A plane is flying at 20,000 feet and the pilot wishes to take the plane 35000 feet. The angle of elevation that should be used is 4 degrees. How many miles will the plane need to fly to reach the correct height? (Hint: There are 5260 feet in 1 mile)

Our plane is flying at 20,000 ft and we want it to be at 35,000 ft, thus, we need to take it up 15,000 ft high. We will do so with an elevation angle of 4dg. Notice what we have is a triangle, more precisely a right triangle, which angles are 90dg, 4dg and, consequently, 86dg. Also, we know that one of the legs is 15,000. The other legs we do not know yet and neither the hypotenuse. However, we can find this measures using trigonometry.

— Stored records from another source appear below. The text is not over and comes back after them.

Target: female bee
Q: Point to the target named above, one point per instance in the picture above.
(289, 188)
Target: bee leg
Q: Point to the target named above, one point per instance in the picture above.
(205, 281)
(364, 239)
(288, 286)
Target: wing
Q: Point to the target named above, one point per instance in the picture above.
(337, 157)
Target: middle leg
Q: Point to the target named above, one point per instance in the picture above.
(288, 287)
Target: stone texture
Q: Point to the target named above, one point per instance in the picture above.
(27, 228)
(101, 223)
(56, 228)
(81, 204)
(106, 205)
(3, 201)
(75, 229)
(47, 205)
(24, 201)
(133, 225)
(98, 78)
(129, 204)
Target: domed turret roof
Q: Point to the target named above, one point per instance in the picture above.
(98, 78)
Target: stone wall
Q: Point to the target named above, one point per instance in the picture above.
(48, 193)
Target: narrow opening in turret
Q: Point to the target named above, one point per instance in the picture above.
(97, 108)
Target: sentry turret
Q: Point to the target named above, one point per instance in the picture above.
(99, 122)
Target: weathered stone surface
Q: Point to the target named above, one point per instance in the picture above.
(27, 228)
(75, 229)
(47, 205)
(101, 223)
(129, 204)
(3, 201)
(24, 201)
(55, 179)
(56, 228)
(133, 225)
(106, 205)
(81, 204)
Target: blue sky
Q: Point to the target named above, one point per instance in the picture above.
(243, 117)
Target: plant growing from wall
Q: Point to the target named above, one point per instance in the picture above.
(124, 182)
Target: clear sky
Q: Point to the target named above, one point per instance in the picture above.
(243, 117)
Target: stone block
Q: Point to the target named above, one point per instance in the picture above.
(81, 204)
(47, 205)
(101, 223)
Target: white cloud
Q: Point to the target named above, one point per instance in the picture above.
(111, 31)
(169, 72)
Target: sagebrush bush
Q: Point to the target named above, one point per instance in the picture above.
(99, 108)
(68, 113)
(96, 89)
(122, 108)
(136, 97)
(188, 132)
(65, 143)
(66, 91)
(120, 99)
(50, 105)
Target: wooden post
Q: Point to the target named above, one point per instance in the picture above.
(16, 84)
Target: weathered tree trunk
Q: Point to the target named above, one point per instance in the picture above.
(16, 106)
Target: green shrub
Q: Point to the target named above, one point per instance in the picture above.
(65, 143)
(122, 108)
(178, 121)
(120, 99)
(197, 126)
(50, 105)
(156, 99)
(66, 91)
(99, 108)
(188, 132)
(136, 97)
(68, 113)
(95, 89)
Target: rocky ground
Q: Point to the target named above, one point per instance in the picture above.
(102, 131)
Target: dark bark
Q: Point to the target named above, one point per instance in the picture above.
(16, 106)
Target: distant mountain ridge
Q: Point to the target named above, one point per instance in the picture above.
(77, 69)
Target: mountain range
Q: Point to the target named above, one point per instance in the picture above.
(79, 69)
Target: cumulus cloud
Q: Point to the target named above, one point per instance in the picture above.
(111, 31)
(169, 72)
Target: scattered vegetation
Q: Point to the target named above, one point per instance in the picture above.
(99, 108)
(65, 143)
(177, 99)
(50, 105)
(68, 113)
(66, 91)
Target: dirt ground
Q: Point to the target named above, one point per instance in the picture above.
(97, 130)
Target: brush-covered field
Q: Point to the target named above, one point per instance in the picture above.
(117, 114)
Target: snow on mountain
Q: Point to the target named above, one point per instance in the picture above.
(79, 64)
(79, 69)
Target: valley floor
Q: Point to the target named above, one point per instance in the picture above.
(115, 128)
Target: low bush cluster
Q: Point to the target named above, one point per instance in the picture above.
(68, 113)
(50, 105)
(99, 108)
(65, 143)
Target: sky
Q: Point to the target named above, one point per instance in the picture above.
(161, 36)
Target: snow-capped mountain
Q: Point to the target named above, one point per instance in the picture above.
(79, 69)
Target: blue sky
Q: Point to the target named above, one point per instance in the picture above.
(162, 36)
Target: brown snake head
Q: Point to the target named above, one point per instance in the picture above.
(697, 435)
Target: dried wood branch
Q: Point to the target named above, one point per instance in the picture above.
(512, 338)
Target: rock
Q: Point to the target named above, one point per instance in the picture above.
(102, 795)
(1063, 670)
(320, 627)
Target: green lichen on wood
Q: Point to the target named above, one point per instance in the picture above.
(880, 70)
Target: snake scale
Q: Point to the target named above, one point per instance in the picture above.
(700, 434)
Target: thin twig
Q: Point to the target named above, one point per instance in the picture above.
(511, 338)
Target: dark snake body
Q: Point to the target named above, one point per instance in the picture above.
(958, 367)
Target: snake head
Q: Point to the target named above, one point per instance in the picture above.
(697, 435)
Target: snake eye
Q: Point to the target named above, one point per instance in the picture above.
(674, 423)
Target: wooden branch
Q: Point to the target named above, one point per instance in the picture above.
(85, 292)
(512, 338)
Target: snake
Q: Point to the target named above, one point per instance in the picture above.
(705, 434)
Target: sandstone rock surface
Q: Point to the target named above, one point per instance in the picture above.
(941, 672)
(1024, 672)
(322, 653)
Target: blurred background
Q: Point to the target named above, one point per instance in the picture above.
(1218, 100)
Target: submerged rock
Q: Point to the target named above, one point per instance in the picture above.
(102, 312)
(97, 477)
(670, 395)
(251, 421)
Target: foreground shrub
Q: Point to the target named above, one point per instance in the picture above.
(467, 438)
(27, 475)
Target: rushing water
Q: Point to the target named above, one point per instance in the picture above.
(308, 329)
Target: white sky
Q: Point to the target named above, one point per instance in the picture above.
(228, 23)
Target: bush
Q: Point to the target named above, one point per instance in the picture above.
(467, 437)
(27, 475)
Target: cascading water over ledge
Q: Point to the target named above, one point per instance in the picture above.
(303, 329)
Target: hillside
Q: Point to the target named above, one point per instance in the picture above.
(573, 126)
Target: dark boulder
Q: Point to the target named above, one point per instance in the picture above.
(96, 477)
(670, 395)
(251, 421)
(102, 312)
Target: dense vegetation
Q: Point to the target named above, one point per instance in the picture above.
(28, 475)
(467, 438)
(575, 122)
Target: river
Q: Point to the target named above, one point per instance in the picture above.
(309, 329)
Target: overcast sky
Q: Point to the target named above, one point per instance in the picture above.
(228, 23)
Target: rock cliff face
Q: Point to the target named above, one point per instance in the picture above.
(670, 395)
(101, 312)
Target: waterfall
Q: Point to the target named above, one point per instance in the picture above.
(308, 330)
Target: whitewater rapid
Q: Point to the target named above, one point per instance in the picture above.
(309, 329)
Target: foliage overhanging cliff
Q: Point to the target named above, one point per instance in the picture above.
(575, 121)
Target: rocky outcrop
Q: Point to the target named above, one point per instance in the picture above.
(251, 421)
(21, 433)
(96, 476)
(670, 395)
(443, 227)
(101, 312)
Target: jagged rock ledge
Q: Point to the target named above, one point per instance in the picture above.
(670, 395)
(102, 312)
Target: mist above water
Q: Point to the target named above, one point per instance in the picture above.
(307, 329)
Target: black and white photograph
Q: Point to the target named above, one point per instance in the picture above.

We know that, given an angle a, it mus be that:

sin(a) = opposite leg / hypotenuse

Take a ad our angle of 4dg. So, sin(a)=sin(4)= 0.070

And the opposite leg to a measures 15000ft. Thus,

0.070 = 15000/hypotenuse

Dividing both sides by 0.070:

1 = 15000/0.070 * hypotenuse

Multiplying both sides by hypotenuse:

hypotenuse = 15000/0.070

hypotenuse = 215,033.9

So, our plane will need to fly 215,033.9 ft to get to the height of 35000 ft.

However, we need the result in miles. As 1 mile is 5260 ft, we just need to divide our result in ft by 5260:

215,033.9/5260 = 40.88 miles

So, the plane need to fly 40.88 miles at an elevation angle of 4dg to reach a height of 35,000 ft.